In order to address these concerns, we will present a general, yet accessible, conceptual foundation for exposure dependent percent of ultimate models. We will start by relating an exposure period, such as an accident year or policy year, to an associated distribution of accident date lags. The accident date lag for a claim is defined as the length of time from the start of the exposure period to the accident date. We will show that the familiar parallelogram or rectangle diagram representation of an exposure period can be readily converted into a graph of the density of this accident date lag random variable. The cumulative distribution of the accident date lag may be identified with the percent of premium earned to date assuming the earning of premium corresponds exactly to the exposure to loss. We will argue that under certain conditions the percent of ultimate loss development curve may be expressed as the cumulative distribution of the sum of the accident date lag random variable plus another random variable that summarizes the claims process. The claims process in this context includes the delay between the accident date and report date, as well as the changes in the valuation of a claim and the time lags between these valuation changes. Perhaps the key insight underlying this construction is that exposure dependence can be isolated in the accident lag distribution.

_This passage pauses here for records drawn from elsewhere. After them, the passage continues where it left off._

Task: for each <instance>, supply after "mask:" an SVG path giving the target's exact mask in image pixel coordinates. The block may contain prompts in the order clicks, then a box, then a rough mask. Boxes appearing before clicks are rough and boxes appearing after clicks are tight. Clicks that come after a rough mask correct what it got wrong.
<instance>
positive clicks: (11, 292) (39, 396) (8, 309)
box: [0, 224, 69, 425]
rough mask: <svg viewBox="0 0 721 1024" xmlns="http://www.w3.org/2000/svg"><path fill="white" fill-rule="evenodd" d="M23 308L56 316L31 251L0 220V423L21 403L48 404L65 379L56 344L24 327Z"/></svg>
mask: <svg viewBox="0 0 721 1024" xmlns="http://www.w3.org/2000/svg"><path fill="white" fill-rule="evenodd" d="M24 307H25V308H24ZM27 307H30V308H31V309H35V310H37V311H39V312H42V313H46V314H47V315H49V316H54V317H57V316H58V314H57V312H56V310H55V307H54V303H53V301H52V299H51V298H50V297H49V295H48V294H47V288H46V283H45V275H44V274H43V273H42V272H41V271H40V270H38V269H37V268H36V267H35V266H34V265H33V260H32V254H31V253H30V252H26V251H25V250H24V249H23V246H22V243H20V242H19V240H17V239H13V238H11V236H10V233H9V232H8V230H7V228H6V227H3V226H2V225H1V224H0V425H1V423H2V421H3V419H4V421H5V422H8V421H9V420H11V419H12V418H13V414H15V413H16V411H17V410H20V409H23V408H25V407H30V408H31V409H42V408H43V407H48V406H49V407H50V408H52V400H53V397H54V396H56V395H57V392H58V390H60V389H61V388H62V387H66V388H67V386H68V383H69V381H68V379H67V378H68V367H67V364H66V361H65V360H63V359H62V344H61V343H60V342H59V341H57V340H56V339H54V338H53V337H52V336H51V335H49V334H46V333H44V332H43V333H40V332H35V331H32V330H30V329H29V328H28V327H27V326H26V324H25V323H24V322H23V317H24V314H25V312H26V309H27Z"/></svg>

We will then turn to applications. We will use the model to simulate patterns for different exposure periods, derive a convenient accident period development formula, fit and convert patterns, extend the average date of loss approximation, and approximate a converted pattern as the weighted sum of shifted versions of the original pattern. In the end we will hope to have shown that exposure dependent percent of ultimate models are not only pleasing to the theorist, but also useful to the practical actuary.